Nicolas Roeg has only made 13 films in total, but the first seven of them makes up one of the most important bodies of work in European cinema.
He began in the camera department, and by the 1960s he was the cinematographer on some of Britain’s most iconic films, working on Lawrence of Arabia, Far From the Madding Crowd and Doctor Zhivago, though he remained un-credited on that last one after a falling out with David Lean.
Then in 1970 he made his directorial debut Performance, which, unusually for a British film, he directed together with Donald Cammell. Roeg concentrated on the look of the film, and Cammell worked with the actors and on the script. The gifted but troubled Cammell then made Demon Seed in 77, but when the studio mangled their cut of his Wild Side in 1995, he committed suicide.
Although the world of Performance is very much the one that Cammell inhabited, with its heady mix of the Mayfair set and gangster London, it looks and feels like a Roeg film. And the casting of Mick Jagger in one of the leads would be followed subsequently by Roeg with David Bowie in The Man Who Fell to Earth and Art Garfunkel in Bad Timing.
Walkabout, his first film proper, was next in ’71. A startlingly original take on the clash of civilizations as a white boy and girl are left to fend for themselves in the Australian outback after being abandoned there. But it was Don’t Look Now in ‘73 that really caught the world’s attention.
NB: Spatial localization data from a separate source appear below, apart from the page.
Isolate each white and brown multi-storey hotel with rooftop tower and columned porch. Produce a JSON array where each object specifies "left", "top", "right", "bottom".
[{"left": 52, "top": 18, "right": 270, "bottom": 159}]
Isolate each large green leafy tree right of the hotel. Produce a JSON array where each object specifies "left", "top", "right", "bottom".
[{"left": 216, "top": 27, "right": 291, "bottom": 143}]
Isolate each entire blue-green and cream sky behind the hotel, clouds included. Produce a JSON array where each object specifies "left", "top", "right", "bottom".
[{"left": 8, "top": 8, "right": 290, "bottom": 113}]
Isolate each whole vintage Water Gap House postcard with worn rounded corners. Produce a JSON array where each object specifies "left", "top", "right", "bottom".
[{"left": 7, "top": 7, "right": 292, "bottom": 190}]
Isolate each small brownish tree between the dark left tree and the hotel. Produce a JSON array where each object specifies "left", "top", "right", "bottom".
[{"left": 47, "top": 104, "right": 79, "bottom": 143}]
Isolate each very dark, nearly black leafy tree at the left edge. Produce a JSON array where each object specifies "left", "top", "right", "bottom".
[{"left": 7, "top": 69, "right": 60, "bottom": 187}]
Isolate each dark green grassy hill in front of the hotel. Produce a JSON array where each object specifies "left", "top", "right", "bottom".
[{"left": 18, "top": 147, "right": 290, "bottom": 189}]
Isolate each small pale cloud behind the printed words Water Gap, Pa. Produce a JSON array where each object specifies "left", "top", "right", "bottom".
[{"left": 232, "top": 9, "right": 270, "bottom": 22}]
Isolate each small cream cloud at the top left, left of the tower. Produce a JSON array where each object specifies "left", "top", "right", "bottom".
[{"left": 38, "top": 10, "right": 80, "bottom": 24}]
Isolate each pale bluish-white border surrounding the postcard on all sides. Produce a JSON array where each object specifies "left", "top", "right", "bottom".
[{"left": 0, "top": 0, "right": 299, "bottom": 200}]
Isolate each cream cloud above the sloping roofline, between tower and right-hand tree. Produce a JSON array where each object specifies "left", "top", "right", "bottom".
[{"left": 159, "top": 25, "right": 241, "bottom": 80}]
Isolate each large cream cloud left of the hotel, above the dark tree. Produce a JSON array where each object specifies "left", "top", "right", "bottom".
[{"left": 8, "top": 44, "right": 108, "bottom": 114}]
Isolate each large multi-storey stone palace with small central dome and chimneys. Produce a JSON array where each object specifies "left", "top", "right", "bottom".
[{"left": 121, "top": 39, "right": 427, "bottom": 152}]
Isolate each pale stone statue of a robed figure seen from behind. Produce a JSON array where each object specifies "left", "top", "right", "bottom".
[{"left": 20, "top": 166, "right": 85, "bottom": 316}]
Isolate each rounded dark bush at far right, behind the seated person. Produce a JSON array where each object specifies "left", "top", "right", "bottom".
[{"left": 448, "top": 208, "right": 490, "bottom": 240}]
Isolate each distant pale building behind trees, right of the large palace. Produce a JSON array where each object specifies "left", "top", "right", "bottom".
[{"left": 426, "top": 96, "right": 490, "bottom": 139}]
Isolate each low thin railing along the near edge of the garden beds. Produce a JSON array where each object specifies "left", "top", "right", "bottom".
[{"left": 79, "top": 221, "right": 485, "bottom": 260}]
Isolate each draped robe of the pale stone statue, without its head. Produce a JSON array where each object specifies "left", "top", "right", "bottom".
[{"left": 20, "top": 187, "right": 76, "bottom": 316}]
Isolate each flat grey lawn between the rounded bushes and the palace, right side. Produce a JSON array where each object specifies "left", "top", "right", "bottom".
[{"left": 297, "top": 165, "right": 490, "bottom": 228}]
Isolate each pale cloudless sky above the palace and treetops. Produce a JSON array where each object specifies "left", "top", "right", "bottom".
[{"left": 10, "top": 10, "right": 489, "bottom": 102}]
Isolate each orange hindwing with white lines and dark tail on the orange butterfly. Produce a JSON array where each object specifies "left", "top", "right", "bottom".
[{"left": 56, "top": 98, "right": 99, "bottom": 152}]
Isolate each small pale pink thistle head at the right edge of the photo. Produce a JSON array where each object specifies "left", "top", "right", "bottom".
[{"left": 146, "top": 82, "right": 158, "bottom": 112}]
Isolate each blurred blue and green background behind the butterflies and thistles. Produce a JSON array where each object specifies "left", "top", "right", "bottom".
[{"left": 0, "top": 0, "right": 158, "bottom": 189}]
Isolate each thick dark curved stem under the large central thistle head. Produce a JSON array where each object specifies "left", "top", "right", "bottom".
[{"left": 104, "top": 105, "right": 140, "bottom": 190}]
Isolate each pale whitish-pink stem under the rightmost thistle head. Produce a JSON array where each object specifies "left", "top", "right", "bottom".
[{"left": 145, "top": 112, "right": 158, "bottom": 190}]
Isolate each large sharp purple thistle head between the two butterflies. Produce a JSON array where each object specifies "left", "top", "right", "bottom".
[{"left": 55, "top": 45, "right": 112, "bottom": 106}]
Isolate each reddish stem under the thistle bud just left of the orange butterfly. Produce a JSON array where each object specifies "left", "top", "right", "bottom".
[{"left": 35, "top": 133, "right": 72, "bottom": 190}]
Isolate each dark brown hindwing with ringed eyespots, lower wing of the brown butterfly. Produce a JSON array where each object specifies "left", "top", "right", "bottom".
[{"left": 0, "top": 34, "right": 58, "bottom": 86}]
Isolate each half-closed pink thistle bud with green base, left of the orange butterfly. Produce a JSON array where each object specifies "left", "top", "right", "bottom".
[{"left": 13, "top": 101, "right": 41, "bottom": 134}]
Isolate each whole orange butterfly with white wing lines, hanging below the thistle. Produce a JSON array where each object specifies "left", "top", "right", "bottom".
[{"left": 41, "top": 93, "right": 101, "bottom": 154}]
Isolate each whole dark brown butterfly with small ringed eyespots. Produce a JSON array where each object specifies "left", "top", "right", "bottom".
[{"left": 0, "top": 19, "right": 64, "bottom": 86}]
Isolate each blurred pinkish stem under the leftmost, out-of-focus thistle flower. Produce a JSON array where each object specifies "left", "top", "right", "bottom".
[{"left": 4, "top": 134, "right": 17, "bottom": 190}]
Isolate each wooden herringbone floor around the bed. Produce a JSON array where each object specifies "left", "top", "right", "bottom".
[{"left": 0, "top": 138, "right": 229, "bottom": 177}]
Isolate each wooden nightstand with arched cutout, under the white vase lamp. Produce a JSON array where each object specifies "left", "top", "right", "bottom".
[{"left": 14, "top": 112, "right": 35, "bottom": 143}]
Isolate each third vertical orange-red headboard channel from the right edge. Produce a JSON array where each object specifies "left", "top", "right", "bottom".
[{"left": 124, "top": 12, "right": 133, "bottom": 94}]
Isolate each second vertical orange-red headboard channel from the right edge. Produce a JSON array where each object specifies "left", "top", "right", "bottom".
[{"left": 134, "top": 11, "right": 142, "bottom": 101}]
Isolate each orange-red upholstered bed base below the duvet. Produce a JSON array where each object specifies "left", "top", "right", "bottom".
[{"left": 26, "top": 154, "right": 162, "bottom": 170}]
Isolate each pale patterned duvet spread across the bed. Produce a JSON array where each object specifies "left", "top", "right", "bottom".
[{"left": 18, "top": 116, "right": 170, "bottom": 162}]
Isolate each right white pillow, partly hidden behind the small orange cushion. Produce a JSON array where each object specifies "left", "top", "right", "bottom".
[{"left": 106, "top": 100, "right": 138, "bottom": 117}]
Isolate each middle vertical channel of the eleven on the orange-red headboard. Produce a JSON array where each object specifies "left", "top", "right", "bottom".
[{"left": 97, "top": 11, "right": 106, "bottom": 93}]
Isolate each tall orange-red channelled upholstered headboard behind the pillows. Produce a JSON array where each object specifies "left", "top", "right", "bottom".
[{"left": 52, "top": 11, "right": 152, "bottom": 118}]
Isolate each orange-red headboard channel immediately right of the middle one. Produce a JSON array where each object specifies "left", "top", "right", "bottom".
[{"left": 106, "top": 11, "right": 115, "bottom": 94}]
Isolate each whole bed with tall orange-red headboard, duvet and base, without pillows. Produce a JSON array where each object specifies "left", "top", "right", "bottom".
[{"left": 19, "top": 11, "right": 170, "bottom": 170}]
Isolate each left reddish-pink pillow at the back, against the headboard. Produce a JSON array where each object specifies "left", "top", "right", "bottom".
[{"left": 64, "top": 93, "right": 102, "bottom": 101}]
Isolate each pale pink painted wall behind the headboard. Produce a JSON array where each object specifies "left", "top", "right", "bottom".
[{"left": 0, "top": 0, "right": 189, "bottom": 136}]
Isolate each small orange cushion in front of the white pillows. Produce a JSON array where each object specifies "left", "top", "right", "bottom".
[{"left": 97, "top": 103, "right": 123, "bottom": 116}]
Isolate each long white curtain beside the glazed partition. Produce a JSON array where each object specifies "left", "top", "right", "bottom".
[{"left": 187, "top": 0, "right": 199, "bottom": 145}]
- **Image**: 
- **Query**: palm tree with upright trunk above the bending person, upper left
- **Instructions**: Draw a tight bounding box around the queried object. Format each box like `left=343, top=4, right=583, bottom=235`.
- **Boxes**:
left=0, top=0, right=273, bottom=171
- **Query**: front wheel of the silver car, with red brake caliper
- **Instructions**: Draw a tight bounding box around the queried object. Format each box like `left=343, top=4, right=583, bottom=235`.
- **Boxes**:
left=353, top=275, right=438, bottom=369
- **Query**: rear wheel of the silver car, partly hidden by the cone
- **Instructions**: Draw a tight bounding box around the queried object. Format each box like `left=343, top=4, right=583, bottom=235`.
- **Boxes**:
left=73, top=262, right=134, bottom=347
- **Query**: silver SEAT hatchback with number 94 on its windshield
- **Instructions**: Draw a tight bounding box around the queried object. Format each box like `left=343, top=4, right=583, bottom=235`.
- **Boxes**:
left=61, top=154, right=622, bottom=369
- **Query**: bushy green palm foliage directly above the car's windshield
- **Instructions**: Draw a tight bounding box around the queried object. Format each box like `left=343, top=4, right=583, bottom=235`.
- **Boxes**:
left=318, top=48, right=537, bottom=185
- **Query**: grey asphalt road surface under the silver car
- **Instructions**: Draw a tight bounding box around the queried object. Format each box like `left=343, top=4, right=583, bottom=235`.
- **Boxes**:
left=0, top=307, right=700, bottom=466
Donald Sutherland and Julie Christy are in Venice trying to come to terms with the death of their child. The film unfolds with an elliptical, almost casually poetic moulding of time, and it is this more than anything that characterizes Roeg’s work.
This strikingly lateral, almost anti linear sense of time, and one of the most memorable and grown up sex scenes in modern cinema woke the world up to a serious European film maker.
The Man Who Fell To Earth followed in ‘76, Bad Timing in ‘80, Eureka in ‘83 and then Insignificance in ‘85. All are criminally over-looked. They each manage to be dazzlingly original in their look and feel as they tackle existential themes with a deft lightness of touch. Intellectual depth explored with visual brilliance, panache and originality, so that form and content perfectly merge.
If you’ve yet to see any of them, lucky you, it’s all ahead of you.
Castaway was something of a damp squib in 86, but Track 29 in 88, scripted by Denis Potter was a return to form. But his film of Roald Dahl’s The Witches in 90 was another mild disappointment, falling somewhere in between a children’s and a grown up’s film.
And that alas is pretty much it. There have been three films since, but they are hardly worth mentioning in the context of what had come before. And ever since, Roeg has been talking to various producers and financiers about making a comeback. So the Arena profile, aptly titled It’s About Time on BBC4 was something of a mixed blessing.
On the one hand, it was finally some sort of recognition for, arguably, the most important, and certainly the most original film maker that Britain has ever produced. On the other, if felt like an admission of defeat as far as any future projects are concerned.
Watch the Arena profile. And then treat yourselves to one of those first seven films of his.
Rather like David Bowie’s six albums between Young Americans and Scary Monsters, those first seven films of Roeg’s manage to be at once extraordinarily varied and yet visibly, distinctly crafted by the same brilliant hand.